The Backpropagation Algorithm-PART(1): MLP and Sigmoid

What is this post about?

The training process of deep Artificial Neural Networks (ANNs) is based on the backpropagation algorithm. Starting with this post, and a few subsequent posts, we will lay the foundation of what a Multilayer Perceptron (MLP) is. We learn how to choose a proper activation function for MLPs and how the backpropagation algorithm works. Below is the video of this whole post if you prefer a video content. Let’s get started 😉

Deep MLP vs. a Single Perceptron

As we have discussed in our previous post on perceptrons, a perceptron can only learn a linear decision boundary in a classification task, or fit a line to a bunch of data points in a regression task. As a reminder, down below, you can see the architecture of a perceptron with its thresholding step function in its output.

In contrast to a simple perceptron, a multilayer neural network is capable of learning highly sopisticated decision boundaries for the classification task. It can also fit highly non-linear curves for the regression task. This is the same flexibility that we have with deep learning, mind you! Below you can see the architecture of a deep MLP with a few layers between its input and output layers.

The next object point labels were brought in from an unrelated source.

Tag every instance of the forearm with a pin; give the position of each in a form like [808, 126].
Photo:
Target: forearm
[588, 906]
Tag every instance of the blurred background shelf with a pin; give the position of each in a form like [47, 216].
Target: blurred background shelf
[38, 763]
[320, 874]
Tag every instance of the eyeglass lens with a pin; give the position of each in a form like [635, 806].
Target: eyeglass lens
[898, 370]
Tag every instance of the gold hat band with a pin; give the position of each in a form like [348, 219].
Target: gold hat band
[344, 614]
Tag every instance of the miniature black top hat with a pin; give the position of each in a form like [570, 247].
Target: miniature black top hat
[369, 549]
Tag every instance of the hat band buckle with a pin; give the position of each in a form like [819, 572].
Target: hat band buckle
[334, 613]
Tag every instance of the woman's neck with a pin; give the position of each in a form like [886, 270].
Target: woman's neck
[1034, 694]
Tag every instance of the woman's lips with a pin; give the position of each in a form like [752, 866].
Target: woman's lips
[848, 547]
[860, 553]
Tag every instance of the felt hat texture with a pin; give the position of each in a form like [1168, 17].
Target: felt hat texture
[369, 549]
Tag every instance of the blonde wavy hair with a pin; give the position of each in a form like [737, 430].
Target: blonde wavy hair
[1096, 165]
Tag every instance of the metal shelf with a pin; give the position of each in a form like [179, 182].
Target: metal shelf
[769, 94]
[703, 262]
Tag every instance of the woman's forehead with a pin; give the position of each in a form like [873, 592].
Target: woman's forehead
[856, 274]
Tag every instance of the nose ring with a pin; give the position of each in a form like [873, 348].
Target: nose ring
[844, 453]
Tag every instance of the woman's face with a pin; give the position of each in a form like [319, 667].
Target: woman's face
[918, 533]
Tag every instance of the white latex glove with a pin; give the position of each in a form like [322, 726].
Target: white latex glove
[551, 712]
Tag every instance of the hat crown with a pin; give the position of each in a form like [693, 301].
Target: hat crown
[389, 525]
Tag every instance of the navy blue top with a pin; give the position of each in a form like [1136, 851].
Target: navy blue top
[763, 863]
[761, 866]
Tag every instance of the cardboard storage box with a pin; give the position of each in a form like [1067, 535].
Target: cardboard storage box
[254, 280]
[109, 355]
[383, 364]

A quick fact: In order to train a deep neural network, we can use the backpropagation algorithm. The backpropagation algorithm uses the chain rule to backpropagate the gradients throughout the entire network. The gradient descent optimization algorithm then uses these gradients to update the network parameters. Don’t worry, we will dig into these in later posts.

As you can see, the middle layers no longer deal with the input space. They deal with the outputs of their previous layers to be more precise. In fact, the deeper the data travels through these layers, the more meaningful features are extracted from it.

How to Choose a Threshold Unit?

Each neuron in an ANN has an Activation Function, which we denote with f(). At first this mathematical function, receives the input x (i.e., pre-activation) to the neuron. Next, it does some mathematical manupulation to it (i.e., f()), and finally spits out the result (i.e., f(x)).

The golden question: How should we choose this f()?

You might be slightly tempted to choose a simple linear function (Discussed in the previous post) for the neurons in your ANN, where for each neuron: f(x) = x.

Congratulations! Now you have multiple layers of cascaded linear units across your entire ANN! The result of many many nested lines is still a line! Thus, your entire ANN still produces linear functions. Under-whelming indeed!

We are interested in ANNs that can represent highly sophisticated non-linear functions, which is the type of problem we face in the real world! So, non-linearity is a desirable feature of an activation function!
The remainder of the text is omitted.